In R v Jordan, the Supreme Court of Canada established an upper limit for trial length. Provincial court trials longer than 18 months, and superior court trials longer than 30 months, are presumed to have been unreasonably delayed, and therefore constitute a violation of the accused’s right to be tried within a reasonable time under s. 11(b) of the Canadian Charter of Rights and Freedoms. Any delays attributable to or waived by the defence do not count towards this time limit. Further, the prosecution can rebut the presumed violation if they can establish the delay was the result some exceptional circumstance, including delays because of a case’s complexity or resulting from unforeseeable and unavoidable events. The Supreme Court set this ceiling out of concern that the ballooning length of criminal trials was undermining public confidence in the criminal justice system.
In the case before Justice Bychok, four-and-a-half years have passed since charges were laid against Lukasie Anugaa and the scheduled trial start date. The delays were in part a result of two mistrials. Mr. Anugaa has petitioned the court to throw out his case. His application was dismissed. According to Nunatsiaq News, Justice Bychok dismissed the application because the national approach set out in R v Jordan does not take Nunavut’s special circumstances into account, and further, that R v Jordan permits court delays where they are reasonably understandable or unavoidable. The justice intends to say more on the issue in his written decision.

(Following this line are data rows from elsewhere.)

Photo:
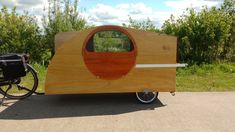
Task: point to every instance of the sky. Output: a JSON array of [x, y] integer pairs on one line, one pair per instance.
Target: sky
[[116, 12]]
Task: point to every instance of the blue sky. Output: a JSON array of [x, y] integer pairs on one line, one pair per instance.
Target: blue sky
[[116, 12], [155, 4]]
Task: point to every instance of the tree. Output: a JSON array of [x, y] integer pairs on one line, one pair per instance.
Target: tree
[[229, 47], [146, 25], [62, 16], [201, 35], [20, 34]]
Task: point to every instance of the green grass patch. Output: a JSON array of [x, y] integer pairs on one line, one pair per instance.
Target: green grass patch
[[207, 77]]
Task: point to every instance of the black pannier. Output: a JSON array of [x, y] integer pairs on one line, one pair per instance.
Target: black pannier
[[13, 66]]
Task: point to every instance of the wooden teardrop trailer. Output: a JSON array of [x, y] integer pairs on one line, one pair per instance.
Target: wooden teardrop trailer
[[137, 61]]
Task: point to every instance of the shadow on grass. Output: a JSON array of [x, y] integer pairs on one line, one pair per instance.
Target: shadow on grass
[[55, 106]]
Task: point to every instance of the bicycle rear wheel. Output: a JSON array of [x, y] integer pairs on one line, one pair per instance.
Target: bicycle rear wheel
[[24, 86]]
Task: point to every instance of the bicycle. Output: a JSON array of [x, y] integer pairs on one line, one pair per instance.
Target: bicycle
[[18, 79]]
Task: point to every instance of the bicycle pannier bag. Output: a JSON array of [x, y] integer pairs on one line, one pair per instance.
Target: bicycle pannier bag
[[13, 66]]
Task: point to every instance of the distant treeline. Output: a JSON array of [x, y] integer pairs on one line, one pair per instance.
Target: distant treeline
[[203, 37]]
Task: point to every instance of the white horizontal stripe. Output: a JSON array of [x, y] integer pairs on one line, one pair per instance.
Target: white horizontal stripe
[[159, 65]]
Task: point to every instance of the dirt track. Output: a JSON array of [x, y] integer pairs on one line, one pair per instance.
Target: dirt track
[[197, 112]]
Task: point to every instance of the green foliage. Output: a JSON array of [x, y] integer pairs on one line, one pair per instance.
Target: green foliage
[[62, 16], [202, 35], [206, 77], [229, 46], [20, 34], [111, 41], [146, 25]]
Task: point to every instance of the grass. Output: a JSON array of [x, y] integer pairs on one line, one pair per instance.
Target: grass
[[204, 78]]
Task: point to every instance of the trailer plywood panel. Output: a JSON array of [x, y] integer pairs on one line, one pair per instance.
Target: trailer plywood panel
[[68, 73]]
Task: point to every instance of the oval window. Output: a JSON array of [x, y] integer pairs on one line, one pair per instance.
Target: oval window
[[109, 53], [109, 41]]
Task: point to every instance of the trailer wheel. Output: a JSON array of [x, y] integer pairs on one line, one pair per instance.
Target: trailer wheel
[[147, 96]]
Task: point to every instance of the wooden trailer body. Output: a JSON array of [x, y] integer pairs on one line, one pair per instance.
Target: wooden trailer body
[[151, 64]]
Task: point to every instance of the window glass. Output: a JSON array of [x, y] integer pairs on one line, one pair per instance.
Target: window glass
[[109, 41]]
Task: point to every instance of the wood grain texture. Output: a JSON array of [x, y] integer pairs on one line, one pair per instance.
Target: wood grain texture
[[68, 73]]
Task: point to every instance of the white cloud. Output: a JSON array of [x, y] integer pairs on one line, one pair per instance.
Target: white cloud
[[105, 14], [197, 4], [117, 14]]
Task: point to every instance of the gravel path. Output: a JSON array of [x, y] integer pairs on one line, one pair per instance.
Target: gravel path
[[185, 112]]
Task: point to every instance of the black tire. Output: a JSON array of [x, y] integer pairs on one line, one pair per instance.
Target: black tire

Nunavut has only seen four applications for stays of proceedings related to court delays following the R v Jordan decision. The courts have rejected two applications and granted one. One application is still pending as of July. In other jurisdictions the number of such stays are much higher. As of July 2017, approximately 1,766 applications have been filed for charges to be stayed because of unreasonable delays across Canada since the R v Jordan decision.